Le 14 février dans la soirée, M. Noël reçut la lettre suivante :

St Germain en Laye, 14 février 1872.
À la Vénerie.

Monsieur,

Deux heures sonnent, je sors du conseil de guerre. Je suis condamné à deux ans de prison. Prenez patience, car je prends ma détention en bon courage.

Je vous prie de venir me voir sans faute demain jeudi, j’ai absolument besoin de vous voir, je compte sur vous.

Je vous remercie du certificat que vous m’avez envoyé, il m’a été d’une grande utilité.

Votre serviteur.
C. J. R.

Nous étions très affligés de cette nouvelle. Le jeudi, M. Noël est allé à St-Germain, selon le désir de mon mari, qui lui donna quelques détails sur le jugement et la condamnation qui venait de le frapper. Tout le jugement était dirigé contre moi, ils ont rendu mon mari responsable de mes actes devant la loi.
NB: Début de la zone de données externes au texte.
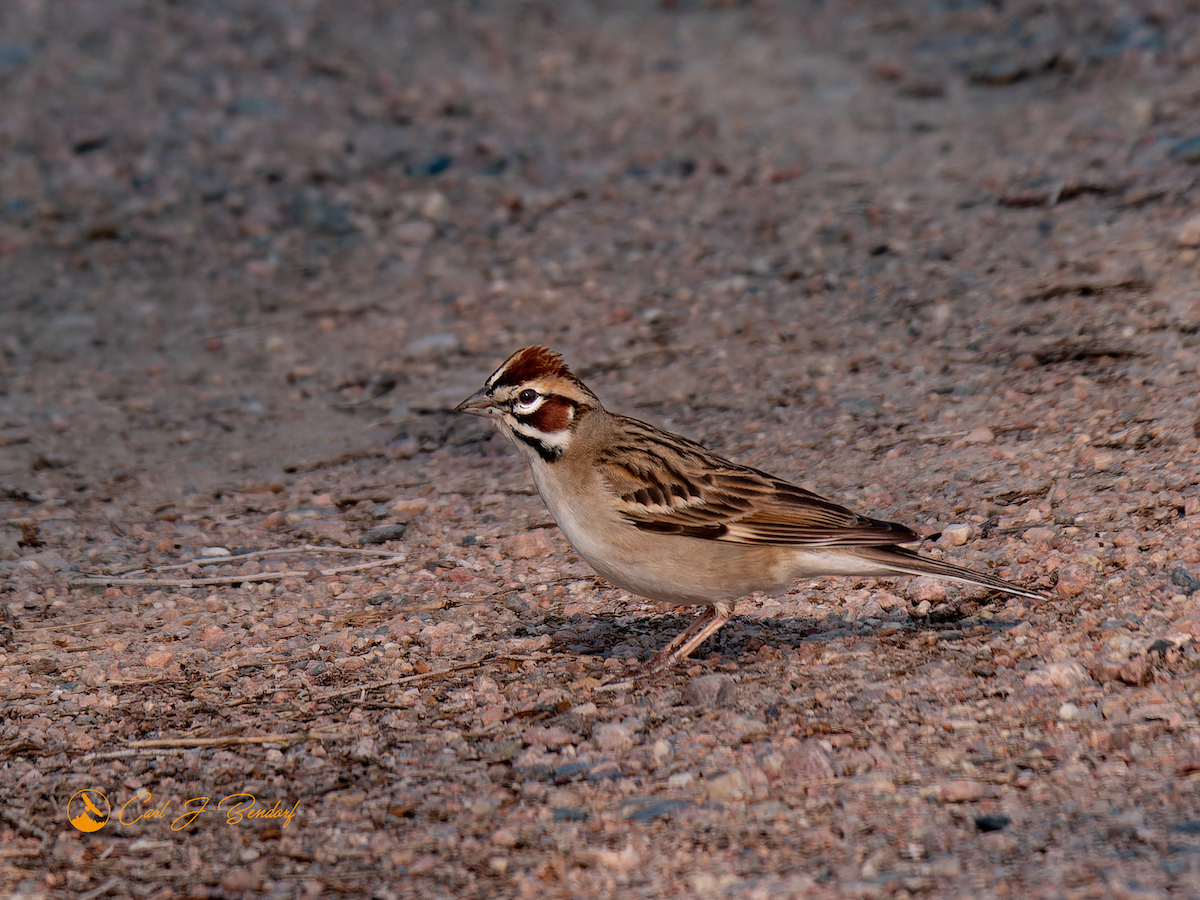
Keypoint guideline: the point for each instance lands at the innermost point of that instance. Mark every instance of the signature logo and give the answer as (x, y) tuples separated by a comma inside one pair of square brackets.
[(89, 810)]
Les deux témoins à charge étaient M. Astier et le garçon de café, duquel j’ai déjà parlé. Ce dernier ne reconnaissait même pas mon mari lorsqu’il fut devant lui. M. Astier ne disait que de bonnes choses de lui, à tel point que le lieutenant-colonel de la prévosté, dit à M. Astier : « Pourquoi avez-vous accusé cet homme si vous n’aviez rien contre lui ? » et il l’a fait sortir de l’audience.

Chaque certificat présenté a fait bénéficier de deux années sa condamnation, il fut donc condamné à deux ans, s’il avait eu un certificat de plus à présenter, il aurait été sans doute acquitté et simplement banni, comme la plupart de ceux qui ont été acquittés, on les a tous obligés de quitter Paris.

Condamnation.

J. R. demeurant à Paris rue de Lille 44, marié, sans enfant.

14 février 1872. 7me conseil de guerre, 1re  division militaire à St-Germain en Laye.

Port d’uniforme dans un mouvement insurrectionnel. Deux ans de prison, dix ans de surveillance de la haute police.

(Tout homme valide était porteur d’un uniforme militaire à Paris depuis la guerre.)

St-Germain en Laye, à la Vénerie, 16 février,

Chère sœur,

Je serais bien content si quelqu’un venait me voir dimanche je peux partir d’un moment à l’autre pour une destination inconnue, j’aurai besoin de m’entendre pour mon mobilier. Je ne te demande pas de venir, je sais que tu ne peux pas sortir, mais M. Noël pourrait venir, dis aussi à ma cousine Marie Emery qu’elle vienne, il y a juste neuf mois que je ne l’ai vue, engage-la bien de venir, je déposerai une demande en son nom à la prévosté. Surtout venez l’un ou l’autre, etc.

19 février.

Chère sœur,

Dis à ma cousine Marie que je l’attends jeudi, sans faute, elle prendra le train à 11 heures du matin pour Suresne, elle viendra directement au fort du Mont-Valérien, au dépôt des condamnés, si je n’y étais plus elle reprendra le chemin de fer pour Versailles, c’est à Satory qu’elle me trouvera.

Au moment où je finis ces lignes on est venu me prendre mon portrait et je pars pour le Mont-Valérien, maintenant je suis un condamné, je n’ai plus de nom, je suis le No.

Au revoir, ma chère sœur, dans deux ans moins trois jours nous nous reverrons. Tu vois cela passe vite !… etc.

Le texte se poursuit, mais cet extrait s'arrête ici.